# No OSS audio with mpv-0.25



## roper (May 2, 2017)

The recent revision of multimedia/mpv which bumps the version to 0.25 from 0.24 introduces an issue with OSS audio output. I think the issue may be related https://github.com/mpv-player/mpv/issues/4122 but I've had no success applying that fix in my config file. For now, I used ports-mgmt/portdowngrade to revert to mpv-0.24. Has anyone else seen this behavior and fixed it using --oss-device?


----------



## abefar (May 3, 2017)

I am using mpv-0.25.0,1 on 11-STABLE, and I have no problems with OSS audio output.
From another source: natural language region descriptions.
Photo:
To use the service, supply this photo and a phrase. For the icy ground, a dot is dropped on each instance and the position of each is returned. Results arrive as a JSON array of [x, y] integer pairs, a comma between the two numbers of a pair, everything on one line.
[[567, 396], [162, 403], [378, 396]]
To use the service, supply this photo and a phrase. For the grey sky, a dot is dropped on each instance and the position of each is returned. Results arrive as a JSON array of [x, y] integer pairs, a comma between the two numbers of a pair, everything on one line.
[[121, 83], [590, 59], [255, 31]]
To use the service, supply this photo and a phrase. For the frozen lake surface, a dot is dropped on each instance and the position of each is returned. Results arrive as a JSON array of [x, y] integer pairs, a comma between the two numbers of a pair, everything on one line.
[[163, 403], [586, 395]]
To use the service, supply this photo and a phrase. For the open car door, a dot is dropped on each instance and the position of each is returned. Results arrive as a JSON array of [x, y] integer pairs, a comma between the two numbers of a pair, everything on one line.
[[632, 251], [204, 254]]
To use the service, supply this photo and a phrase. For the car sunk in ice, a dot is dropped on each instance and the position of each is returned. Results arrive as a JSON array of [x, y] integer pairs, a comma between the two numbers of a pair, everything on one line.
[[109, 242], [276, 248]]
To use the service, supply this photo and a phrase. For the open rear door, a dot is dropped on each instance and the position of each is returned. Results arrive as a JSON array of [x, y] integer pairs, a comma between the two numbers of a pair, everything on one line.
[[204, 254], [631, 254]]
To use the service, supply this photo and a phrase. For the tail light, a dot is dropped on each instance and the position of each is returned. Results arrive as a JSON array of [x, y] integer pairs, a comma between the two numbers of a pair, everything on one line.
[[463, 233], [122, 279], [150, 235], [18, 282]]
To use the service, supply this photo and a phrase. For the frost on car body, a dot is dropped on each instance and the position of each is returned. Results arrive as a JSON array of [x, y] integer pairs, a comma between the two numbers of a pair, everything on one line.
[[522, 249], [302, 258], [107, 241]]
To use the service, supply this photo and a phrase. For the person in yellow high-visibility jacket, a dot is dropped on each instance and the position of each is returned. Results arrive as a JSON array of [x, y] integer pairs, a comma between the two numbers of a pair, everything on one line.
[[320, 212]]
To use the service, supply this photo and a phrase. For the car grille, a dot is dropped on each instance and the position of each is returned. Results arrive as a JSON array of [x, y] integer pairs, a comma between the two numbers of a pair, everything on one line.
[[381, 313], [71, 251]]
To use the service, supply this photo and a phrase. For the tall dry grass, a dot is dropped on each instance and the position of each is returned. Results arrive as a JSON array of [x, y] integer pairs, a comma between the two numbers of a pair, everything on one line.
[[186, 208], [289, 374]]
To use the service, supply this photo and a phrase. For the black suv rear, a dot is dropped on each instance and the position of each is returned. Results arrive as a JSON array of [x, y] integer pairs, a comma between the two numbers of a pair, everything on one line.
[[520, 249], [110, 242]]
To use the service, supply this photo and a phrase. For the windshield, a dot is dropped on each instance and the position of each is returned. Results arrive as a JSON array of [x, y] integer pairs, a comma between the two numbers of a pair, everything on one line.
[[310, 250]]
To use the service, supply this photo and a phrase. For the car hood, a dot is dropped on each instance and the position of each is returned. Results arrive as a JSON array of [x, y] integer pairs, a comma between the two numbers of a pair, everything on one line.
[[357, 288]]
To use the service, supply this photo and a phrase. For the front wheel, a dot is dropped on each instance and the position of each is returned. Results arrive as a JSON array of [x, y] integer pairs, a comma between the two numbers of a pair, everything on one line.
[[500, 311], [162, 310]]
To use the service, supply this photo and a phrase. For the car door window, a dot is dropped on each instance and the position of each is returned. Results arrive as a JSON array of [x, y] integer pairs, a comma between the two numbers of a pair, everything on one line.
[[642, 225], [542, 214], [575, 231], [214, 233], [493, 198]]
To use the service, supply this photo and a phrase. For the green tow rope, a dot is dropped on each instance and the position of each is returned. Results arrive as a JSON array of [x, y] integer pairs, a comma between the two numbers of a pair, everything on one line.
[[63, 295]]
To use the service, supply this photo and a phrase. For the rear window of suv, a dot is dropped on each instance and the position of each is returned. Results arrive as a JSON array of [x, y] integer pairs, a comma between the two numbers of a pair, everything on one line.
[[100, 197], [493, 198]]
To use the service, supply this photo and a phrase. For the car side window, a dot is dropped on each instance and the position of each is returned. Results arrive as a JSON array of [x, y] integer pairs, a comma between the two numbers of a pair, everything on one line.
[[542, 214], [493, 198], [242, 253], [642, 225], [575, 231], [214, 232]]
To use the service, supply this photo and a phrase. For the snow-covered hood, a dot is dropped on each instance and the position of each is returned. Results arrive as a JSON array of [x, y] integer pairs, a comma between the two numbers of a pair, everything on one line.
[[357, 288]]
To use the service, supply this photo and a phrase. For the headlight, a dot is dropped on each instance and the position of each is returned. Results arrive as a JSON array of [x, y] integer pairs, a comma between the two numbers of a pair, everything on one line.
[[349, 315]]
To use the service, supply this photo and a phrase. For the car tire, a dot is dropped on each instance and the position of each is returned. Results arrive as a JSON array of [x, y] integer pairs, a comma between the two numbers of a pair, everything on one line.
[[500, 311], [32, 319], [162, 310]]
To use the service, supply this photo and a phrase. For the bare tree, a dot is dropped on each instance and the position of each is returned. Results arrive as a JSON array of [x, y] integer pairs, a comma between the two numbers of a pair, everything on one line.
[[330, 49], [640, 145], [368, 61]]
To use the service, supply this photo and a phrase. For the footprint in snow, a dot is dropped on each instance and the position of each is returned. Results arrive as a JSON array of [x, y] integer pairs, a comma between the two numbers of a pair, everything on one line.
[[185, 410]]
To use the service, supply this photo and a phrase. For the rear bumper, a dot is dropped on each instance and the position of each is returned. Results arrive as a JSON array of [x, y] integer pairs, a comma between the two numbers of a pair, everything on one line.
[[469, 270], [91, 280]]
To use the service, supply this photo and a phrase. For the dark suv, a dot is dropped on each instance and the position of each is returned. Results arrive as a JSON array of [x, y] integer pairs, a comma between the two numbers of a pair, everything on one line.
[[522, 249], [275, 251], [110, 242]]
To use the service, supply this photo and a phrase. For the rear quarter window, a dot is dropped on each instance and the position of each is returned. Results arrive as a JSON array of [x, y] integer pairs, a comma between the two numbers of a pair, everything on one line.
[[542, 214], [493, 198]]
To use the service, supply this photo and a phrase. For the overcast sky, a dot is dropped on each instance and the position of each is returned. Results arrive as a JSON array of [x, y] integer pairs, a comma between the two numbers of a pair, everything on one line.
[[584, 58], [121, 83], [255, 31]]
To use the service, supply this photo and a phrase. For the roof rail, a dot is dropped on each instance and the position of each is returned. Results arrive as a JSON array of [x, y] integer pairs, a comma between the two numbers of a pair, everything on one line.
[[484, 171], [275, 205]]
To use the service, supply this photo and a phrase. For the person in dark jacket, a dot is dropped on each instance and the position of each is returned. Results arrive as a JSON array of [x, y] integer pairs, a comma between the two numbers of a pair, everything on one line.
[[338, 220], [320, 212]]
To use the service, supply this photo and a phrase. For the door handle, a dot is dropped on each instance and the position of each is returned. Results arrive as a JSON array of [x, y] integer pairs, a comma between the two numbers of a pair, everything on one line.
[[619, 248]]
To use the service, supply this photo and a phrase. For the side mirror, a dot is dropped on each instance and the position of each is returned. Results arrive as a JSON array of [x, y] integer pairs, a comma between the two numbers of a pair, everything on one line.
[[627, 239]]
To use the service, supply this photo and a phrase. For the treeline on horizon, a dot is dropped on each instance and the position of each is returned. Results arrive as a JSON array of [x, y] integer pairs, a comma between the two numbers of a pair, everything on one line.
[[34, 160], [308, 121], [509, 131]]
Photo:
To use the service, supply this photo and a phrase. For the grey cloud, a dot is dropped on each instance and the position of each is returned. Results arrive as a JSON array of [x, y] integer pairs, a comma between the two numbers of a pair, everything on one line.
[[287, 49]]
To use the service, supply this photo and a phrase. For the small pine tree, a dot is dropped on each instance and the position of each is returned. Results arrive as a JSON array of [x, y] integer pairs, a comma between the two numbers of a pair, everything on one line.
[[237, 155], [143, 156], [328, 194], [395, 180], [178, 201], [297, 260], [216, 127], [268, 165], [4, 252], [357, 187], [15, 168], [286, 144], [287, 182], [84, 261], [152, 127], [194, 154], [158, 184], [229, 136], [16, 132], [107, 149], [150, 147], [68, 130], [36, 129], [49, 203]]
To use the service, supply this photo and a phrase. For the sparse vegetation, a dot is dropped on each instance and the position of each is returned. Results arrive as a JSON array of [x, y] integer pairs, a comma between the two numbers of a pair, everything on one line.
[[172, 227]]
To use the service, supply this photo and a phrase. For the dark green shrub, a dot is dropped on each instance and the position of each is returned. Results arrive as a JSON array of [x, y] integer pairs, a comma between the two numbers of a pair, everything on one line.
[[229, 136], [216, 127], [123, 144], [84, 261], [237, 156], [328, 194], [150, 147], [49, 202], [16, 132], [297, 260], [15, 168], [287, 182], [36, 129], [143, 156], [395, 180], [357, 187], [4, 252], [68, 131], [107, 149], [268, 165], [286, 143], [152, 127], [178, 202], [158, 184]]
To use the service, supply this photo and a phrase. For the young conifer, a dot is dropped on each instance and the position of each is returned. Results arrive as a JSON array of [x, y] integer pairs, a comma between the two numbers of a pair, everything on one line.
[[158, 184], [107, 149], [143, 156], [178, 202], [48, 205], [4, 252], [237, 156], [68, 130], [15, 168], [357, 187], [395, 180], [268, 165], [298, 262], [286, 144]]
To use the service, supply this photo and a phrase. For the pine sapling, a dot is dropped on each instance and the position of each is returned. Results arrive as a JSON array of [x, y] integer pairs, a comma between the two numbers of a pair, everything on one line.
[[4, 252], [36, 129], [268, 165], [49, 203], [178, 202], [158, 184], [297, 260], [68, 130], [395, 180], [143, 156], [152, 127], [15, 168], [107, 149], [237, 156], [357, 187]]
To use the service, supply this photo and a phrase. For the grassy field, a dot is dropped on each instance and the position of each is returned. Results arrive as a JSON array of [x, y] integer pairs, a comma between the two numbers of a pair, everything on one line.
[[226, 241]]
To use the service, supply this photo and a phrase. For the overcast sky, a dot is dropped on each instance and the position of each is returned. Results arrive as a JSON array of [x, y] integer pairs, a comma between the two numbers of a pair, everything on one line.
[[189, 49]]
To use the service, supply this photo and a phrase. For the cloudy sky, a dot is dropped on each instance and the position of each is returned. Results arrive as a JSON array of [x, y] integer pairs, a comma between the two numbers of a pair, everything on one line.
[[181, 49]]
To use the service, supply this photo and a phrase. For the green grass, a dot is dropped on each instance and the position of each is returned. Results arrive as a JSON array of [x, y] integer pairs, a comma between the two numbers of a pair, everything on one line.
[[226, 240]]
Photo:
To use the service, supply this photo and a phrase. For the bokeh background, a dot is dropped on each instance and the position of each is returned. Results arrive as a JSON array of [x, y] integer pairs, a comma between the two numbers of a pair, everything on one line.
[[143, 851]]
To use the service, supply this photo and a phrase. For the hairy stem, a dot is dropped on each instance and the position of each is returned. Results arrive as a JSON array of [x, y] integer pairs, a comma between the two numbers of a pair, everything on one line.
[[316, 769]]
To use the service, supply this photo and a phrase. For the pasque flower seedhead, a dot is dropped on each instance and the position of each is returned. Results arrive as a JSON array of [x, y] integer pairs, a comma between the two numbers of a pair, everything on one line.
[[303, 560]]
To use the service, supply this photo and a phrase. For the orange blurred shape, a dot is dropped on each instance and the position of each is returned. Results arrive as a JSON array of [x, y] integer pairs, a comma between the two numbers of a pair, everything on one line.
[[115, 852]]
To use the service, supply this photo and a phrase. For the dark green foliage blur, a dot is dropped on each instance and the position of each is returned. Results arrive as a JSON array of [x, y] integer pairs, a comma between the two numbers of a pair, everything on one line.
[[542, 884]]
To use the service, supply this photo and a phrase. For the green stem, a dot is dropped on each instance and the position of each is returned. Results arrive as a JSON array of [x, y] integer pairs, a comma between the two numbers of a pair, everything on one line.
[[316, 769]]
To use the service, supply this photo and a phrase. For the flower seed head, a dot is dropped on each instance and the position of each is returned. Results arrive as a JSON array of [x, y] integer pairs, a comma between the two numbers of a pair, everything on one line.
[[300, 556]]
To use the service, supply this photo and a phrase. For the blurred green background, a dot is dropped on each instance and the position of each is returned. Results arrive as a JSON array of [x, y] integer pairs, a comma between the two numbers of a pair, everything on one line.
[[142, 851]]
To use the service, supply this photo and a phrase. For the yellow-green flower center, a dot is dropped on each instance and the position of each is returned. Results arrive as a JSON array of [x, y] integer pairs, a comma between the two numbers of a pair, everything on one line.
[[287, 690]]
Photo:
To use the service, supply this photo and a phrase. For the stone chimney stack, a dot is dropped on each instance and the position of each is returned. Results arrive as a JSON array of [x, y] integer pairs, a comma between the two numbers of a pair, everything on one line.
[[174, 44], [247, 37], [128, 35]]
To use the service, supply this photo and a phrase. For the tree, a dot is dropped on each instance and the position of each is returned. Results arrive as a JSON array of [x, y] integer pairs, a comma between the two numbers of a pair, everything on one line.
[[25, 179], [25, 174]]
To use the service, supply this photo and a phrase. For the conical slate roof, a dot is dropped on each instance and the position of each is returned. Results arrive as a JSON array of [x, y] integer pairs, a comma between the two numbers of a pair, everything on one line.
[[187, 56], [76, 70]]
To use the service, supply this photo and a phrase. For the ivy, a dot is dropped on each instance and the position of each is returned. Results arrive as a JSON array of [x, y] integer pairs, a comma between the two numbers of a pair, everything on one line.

I can choose a different /dev/dsp* device using --oss-device without any issues.
The only line in my mpv.conf is _profile=opengl-hq_.

*EDIT:*
I read your post too quickly. I only recently discovered mpv, so I haven't tried <0.25. However, I can confirm that both _mpv -ao oss:device=/dev/dspX_ and _mpv --ao=oss:device=/dev/dspX_ fails on my machine.
_mpv --ao=oss --audio-device=/dev/dspX_ doesn't fail, but it's just outputting on the default device rather than the one specified. _mpv --oss-device=/dev/dspX_ results in the intended behavior.


----------



## roper (May 4, 2017)

Thanks for looking at it. It turns out that mpv removed the drc filter. My config file included af=drc and this doesn't work in 0.25. With that line removed --oss-device worked as expected.


----------